On Sun, 22 Feb 2026 16:29:54 +0100
Daniel Gregory <[email protected]> wrote:

> The RISC-V Zbc extension adds instructions for carry-less multiplication
> we can use to implement CRC in hardware. This patch set contains two new
> implementations:
> 
> - one in lib/hash/rte_crc_riscv64.h that uses a Barrett reduction to
>   implement the four rte_hash_crc_* functions
> - one in lib/net/net_crc_zbc.c that uses repeated single-folds to reduce
>   the buffer until it is small enough for a Barrett reduction to
>   implement rte_crc16_ccitt_zbc_handler and rte_crc32_eth_zbc_handler
> 
> My approach is largely based on the Intel's "Fast CRC Computation Using
> PCLMULQDQ Instruction" white paper
> https://www.researchgate.net/publication/263424619_Fast_CRC_computation
> and a post about "Optimizing CRC32 for small payload sizes on x86"
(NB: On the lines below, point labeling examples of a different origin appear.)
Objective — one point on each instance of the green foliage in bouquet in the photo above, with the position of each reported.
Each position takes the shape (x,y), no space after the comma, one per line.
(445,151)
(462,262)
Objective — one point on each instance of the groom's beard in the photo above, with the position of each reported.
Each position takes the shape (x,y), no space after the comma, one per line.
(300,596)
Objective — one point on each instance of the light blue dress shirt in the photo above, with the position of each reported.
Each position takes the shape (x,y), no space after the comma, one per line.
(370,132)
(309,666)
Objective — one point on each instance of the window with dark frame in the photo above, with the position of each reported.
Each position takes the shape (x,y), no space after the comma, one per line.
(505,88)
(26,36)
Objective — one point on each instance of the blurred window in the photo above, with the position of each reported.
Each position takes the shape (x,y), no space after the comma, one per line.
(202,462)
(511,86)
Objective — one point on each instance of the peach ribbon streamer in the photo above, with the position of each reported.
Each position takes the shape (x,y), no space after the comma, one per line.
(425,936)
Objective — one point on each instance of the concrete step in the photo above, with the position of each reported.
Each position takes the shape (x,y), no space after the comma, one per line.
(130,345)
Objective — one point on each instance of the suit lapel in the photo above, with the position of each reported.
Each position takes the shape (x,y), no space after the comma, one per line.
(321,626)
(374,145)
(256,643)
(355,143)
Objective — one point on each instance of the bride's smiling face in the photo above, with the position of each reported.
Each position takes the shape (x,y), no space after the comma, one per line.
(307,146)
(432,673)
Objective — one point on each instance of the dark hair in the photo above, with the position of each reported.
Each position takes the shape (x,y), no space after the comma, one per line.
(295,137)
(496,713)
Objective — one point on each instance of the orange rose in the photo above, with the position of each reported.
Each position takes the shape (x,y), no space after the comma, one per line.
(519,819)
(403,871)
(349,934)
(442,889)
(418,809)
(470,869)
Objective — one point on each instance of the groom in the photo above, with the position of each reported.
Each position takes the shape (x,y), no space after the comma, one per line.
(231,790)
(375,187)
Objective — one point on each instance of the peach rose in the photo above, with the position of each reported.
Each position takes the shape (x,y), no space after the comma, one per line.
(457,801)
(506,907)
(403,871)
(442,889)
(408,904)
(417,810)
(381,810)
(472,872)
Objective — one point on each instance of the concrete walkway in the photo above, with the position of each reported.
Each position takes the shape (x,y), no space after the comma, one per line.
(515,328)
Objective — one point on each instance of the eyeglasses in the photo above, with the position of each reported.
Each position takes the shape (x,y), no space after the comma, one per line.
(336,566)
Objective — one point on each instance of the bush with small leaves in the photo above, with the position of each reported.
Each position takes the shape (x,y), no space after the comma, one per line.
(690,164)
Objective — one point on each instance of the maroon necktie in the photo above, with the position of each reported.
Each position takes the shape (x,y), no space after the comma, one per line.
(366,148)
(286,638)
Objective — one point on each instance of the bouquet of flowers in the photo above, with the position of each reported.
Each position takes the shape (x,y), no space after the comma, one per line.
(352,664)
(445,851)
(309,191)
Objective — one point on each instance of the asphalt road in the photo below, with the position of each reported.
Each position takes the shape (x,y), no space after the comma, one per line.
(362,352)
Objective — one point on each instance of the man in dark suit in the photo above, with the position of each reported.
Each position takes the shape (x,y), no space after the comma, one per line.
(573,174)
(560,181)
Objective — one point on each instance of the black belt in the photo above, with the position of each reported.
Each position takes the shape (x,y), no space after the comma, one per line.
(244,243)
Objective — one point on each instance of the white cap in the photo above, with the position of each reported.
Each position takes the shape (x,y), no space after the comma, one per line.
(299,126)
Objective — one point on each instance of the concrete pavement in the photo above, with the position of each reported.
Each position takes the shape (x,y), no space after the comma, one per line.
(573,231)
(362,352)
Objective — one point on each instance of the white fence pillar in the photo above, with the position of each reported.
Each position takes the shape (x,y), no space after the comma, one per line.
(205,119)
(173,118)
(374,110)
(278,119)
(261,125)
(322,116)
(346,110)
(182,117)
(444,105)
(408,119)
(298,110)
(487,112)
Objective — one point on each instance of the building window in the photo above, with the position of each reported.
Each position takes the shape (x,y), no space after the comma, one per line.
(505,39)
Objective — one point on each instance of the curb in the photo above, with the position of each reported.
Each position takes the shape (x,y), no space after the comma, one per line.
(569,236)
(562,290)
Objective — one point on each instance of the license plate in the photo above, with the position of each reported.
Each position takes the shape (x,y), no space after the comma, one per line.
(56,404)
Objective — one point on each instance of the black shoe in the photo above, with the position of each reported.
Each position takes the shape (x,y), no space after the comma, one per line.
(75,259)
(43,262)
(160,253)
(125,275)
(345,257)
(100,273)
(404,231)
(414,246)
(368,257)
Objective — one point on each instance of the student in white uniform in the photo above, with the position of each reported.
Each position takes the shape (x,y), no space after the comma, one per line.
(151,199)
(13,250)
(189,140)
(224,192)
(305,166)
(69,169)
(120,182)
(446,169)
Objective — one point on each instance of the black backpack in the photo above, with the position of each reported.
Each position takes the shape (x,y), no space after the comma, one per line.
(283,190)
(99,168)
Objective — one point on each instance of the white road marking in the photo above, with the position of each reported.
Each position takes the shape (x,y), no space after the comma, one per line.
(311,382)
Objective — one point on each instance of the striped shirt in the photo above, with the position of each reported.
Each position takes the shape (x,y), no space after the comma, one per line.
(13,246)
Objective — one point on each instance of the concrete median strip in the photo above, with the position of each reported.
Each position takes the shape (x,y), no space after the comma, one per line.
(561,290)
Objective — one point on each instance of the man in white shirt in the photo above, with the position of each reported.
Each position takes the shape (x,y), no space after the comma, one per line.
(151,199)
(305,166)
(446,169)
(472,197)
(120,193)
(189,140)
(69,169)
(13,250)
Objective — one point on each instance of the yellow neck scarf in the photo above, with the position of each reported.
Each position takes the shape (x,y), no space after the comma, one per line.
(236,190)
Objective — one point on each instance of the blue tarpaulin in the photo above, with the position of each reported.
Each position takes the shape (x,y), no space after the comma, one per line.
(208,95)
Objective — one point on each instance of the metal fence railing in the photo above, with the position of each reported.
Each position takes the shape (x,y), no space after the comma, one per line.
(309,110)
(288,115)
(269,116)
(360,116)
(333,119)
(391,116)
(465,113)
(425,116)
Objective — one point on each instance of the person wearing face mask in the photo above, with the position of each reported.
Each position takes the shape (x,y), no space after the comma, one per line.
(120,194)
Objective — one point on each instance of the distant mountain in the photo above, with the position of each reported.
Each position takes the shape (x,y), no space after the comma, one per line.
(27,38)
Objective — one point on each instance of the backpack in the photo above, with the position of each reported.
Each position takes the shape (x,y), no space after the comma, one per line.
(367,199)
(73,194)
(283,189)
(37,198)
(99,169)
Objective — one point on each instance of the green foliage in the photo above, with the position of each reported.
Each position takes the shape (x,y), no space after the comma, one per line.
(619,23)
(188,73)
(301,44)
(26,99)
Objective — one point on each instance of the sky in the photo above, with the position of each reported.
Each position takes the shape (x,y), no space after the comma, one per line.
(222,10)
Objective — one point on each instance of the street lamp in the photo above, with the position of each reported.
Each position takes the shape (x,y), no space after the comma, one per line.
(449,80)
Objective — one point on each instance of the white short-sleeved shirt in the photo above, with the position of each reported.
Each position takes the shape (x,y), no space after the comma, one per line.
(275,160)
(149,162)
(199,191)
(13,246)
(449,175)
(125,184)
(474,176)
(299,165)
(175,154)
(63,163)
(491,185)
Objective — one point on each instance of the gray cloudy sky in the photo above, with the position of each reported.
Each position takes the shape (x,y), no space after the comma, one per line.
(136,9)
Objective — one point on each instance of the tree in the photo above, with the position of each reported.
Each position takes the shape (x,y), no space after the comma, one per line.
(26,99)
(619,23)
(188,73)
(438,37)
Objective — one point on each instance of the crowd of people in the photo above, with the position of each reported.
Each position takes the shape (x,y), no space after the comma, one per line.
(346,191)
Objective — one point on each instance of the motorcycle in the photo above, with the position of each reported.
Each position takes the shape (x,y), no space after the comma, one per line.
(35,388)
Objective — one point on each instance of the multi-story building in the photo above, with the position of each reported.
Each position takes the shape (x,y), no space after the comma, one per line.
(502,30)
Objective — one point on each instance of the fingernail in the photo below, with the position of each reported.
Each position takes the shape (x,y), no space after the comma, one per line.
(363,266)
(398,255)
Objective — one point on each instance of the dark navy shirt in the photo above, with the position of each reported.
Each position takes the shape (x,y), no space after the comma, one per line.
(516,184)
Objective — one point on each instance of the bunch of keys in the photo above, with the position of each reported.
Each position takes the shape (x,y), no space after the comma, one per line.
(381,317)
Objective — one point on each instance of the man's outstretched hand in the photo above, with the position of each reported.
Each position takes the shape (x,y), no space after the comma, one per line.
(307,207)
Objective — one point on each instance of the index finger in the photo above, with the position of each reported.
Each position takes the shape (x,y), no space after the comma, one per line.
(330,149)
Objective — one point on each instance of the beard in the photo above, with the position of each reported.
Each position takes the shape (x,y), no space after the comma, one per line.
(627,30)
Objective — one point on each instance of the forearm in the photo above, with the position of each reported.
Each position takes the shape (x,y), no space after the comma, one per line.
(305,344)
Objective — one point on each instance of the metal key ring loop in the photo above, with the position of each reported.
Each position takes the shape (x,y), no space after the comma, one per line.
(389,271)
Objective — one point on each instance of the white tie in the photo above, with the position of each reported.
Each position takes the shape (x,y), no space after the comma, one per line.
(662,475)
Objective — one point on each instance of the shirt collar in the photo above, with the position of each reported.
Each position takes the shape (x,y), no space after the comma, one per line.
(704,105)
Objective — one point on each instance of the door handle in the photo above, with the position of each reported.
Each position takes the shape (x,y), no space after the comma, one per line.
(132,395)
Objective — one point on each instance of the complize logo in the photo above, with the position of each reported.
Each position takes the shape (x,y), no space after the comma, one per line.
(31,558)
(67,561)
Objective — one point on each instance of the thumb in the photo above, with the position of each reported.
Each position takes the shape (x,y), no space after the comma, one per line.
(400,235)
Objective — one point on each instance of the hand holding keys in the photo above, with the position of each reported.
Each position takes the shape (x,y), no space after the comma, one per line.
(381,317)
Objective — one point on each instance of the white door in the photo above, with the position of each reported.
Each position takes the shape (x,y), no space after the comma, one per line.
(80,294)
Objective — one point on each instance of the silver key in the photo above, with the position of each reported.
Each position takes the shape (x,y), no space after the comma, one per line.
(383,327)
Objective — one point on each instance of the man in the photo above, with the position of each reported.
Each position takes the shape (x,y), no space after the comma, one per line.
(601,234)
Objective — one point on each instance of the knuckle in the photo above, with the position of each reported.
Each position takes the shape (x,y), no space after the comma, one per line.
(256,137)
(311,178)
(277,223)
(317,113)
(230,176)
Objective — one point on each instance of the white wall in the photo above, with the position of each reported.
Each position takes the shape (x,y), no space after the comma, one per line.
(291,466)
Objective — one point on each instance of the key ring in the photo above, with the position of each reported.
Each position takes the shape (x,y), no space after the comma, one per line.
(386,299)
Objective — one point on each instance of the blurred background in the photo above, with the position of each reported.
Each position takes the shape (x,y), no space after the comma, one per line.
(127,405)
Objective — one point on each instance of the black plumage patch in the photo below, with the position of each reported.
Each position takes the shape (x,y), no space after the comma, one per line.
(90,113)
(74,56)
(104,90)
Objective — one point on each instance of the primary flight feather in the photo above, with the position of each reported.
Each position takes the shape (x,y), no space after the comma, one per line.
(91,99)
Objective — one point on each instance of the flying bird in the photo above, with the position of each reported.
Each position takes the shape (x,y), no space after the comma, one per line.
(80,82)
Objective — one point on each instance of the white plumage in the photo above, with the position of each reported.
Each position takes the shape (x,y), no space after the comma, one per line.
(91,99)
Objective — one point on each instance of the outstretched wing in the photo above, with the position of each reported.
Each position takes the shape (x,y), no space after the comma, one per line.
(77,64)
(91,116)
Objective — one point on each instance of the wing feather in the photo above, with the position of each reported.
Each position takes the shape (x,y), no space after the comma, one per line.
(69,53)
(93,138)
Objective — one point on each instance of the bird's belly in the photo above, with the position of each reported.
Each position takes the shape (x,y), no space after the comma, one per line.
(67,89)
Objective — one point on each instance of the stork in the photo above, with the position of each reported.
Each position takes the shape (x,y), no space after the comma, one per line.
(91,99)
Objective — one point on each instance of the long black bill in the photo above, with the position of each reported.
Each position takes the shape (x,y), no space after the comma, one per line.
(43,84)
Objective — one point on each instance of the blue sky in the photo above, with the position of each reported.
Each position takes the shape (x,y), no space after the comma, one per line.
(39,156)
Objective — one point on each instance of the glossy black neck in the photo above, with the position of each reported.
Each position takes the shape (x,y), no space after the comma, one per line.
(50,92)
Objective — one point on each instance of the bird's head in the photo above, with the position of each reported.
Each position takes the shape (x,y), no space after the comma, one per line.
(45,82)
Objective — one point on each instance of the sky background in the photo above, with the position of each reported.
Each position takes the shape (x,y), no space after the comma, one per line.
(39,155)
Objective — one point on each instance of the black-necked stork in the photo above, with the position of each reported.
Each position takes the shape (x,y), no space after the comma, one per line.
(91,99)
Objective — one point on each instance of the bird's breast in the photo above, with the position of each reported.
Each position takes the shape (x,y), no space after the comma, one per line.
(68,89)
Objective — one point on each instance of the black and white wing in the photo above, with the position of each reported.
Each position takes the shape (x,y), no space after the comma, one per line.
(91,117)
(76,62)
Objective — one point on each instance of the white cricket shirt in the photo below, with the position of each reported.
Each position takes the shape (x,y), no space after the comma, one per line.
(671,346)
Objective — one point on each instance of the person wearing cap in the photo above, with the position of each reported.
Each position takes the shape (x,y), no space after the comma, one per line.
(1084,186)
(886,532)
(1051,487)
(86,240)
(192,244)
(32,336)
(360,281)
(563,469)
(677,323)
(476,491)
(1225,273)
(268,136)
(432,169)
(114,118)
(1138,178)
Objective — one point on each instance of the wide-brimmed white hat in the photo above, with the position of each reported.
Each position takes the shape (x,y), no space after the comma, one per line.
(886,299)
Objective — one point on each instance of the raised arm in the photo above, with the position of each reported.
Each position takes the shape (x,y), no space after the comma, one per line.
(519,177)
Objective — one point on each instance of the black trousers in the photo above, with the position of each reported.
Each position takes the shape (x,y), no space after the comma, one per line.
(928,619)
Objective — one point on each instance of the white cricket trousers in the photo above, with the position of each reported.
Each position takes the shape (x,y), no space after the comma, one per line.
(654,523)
> https://mary.rs/lab/crc32/
> 
> Whether these new implementations are enabled is controlled by new
> build-time and run-time detection of the RISC-V extensions present in
> the compiler and on the target system.
> 
> I have carried out some performance comparisons between the generic
> table implementations and the new hardware implementations. Listed below
> is the number of cycles it takes to compute the CRC hash for buffers of
> various sizes (as reported by rte_get_timer_cycles()). These results
> were collected on a Kendryte K230 and averaged over 20 samples:
> 
> |Buffer    | CRC32-ETH (lib/net) | CRC32C (lib/hash)   |
> |Size (MB) | Table    | Hardware | Table    | Hardware |
> |----------|----------|----------|----------|----------|
> |        1 |   155168 |    11610 |    73026 |    18385 |
> |        2 |   311203 |    22998 |   145586 |    35886 |
> |        3 |   466744 |    34370 |   218536 |    53939 |
> |        4 |   621843 |    45536 |   291574 |    71944 |
> |        5 |   777908 |    56989 |   364152 |    89706 |
> |        6 |   932736 |    68023 |   437016 |   107726 |
> |        7 |  1088756 |    79236 |   510197 |   125426 |
> |        8 |  1243794 |    90467 |   583231 |   143614 |
> 
> These results suggest a speed-up of lib/net by thirteen times, and of
> lib/hash by four times.
> 
> I have also run the hash_functions_autotest benchmark in dpdk_test,
> which measures the performance of the lib/hash implementation on small
> buffers, getting the following times:
> 
> | Key Length | Time (ticks/op)     |
> | (bytes)    | Table    | Hardware |
> |------------|----------|----------|
> |          1 |     0.47 |     0.85 |
> |          2 |     0.57 |     0.87 |
> |          4 |     0.99 |     0.88 |
> |          8 |     1.35 |     0.88 |
> |          9 |     1.20 |     1.09 |
> |         13 |     1.76 |     1.35 |
> |         16 |     1.87 |     1.02 |
> |         32 |     2.96 |     0.98 |
> |         37 |     3.35 |     1.45 |
> |         40 |     3.49 |     1.12 |
> |         48 |     4.02 |     1.25 |
> |         64 |     5.08 |     1.54 |
> 
> v4:
> - rebase on 26.03-rc1
> - RISC64 -> RISCV64 in test_hash.c (Stephen Hemminger)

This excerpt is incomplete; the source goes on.